Research

Overview:

nice2.png

Intrinsically disordered proteins (IDPs) and regions (IDRs) make up around one-third of all eukaryotic proteomes and are found in a wide range of proteins critical for cellular function. Despite their abundance, we lack a general understanding of how function is encoded into IDRs. This is in contrast to folded domains, where decades of work have led to powerful bioinformatics tools that can identify specific functionally annotated domains directly from sequence.

Our goal is to understand how function is encoded into disordered sequences using a combination of computational and experimental approaches. Rather than treating IDRs as protein dark matter, we wish to understand - at a mechanistic level - how IDRs mediate function. By developing general approaches, we will be able to uncover new mechanistic insight, explore how IDRs vary across evolution, and predict new protein functions from sequence alone. In particular, we are trying to decode the sequence-ensemble-function relationship, that is, how does the amino acid sequence of an IDR dictate it’s conformational ensemble and how do sequence and ensemble interact to ultimately dictate function.

From a clinical perspective, mutations in IDRs are substantially over-represented in many diseases, including neurodegenerative conditions, rare genetic disorders, and many types of cancer. By approaching our problems through a mechanistic lens, we hope to provide insight into the molecular etiology of these diseases, ultimately opening new avenues for treatment.

We combine computational and experimental approaches to explore the relationship between sequence and function in IDRs. Specifically, we use all-atom and coarse-grained simulations coupled with a range of bioinformatics approaches and quantitative cell biology. A major focus of the lab is on the development of robust computational tools using industry-standard practices. With a range of methods at our disposal, we can integrate many different types of data to better understand complex biological systems in a quantitative, mechanistic, and predictive way.



PROJECTS:

with_ensemble.png

What determines molecular specificity in IDR-mediated interactions?

IDRs lack a fixed 3D structure, which may imply they cannot engage in specific molecular recognition. We are interested in understanding if and how IDRs can contribute to molecular specificity, with a focus on the emerging idea of chemical specificity instead of structural specificity.

We are developing conceptual and computational tools to understand how chemical specificity influences IDR-mediated interactions.

How DO IDRS interact transiently with folded domains?

Although historically IDRs have been studied as isolated proteins, the vast majority of IDRs are found in tandem with folded domains. We and others have identified a number of examples in which IDRs interact directly with folded domains in a regulatory capacity.

We are developing methodologies to investigate the interplay between folded domains and IDRs in a high-throughput manner. This involves new computational approaches for high-throughput all-atom simulations in conjunction with machine learning to extract key modes of interactions through ‘big-data biophysics.’ In addition, we are pursuing bioinformatics-based approaches to understand the coupling between IDRs and folded domains. Finally, we are developing new computational methods to interpret biophysical methods that study proteins with both folded and disordered domains.

What are functionally conserved signatures that exist within intrinsically disordered domains?

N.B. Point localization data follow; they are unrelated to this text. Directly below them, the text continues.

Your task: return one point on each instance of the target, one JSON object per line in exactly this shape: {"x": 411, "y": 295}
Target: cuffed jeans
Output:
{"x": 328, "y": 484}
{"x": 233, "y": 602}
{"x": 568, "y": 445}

IDPs are often considered to be poorly conserved across evolution. We take a dim view of this perspective. Instead, while specific amino-acid sequences may be less well-conserved than in folded domains, we have numerous examples in which key functionally-relevant sequence features are strongly conserved across evolution. Using integrative computational tools across multiple length scales, we are beginning to understand how IDRs are conserved, allowing us to identify and annotate functionally important features within IDRs. In particular, we are interested in if and how deep learning based approaches can inform on understanding sequence

How is intracellular phase separation used to mediate biological function?

Over the last ten years, intracellular phase transitions have emerged as a physical framework through which many biologically important processes can be understood. While much work has been done on the physical chemistry underlying phase separation, we are interested in asking how biology can use phase transitions to mediate specific types of cellular function.

In particular, we are interested in theoretical models to understand how phase transitions may facilitate biological information processing, cellular sensing, and new environments for specific types of chemistry.


Approach:

We develop computational methods that allow us to ask new types of questions

The types of methods we develop are broad and include:

  • New ways to analyze and run physics-based simulations

  • New ways to analyze protein sequence

  • New ways to analyze and integrate experimental data

The lab follows industry-standard software practices (version control, continuous integration testing, documentation) with development occurring primarily in the Python programming language. The development of maintainable, stable, and well-documented code is critical to our scientific mission. Furthermore, these skills are of immense cross-discipline value inside and outside of academia.

We integrate experimental and computational methods

In addition to a broad range of computational methods, we will also be pursuing experimental approaches to test computational predictions.

We collaborate with the best in the world

Collaboration is at the core of what drives effective science, and we pride ourselves on pursuing integrative, collaborative projects with like-minded colleagues around the world. We have a number of well-defined collaborations in place and are excited to sit at the cutting edge of quantitative biology, biophysics, and computer science.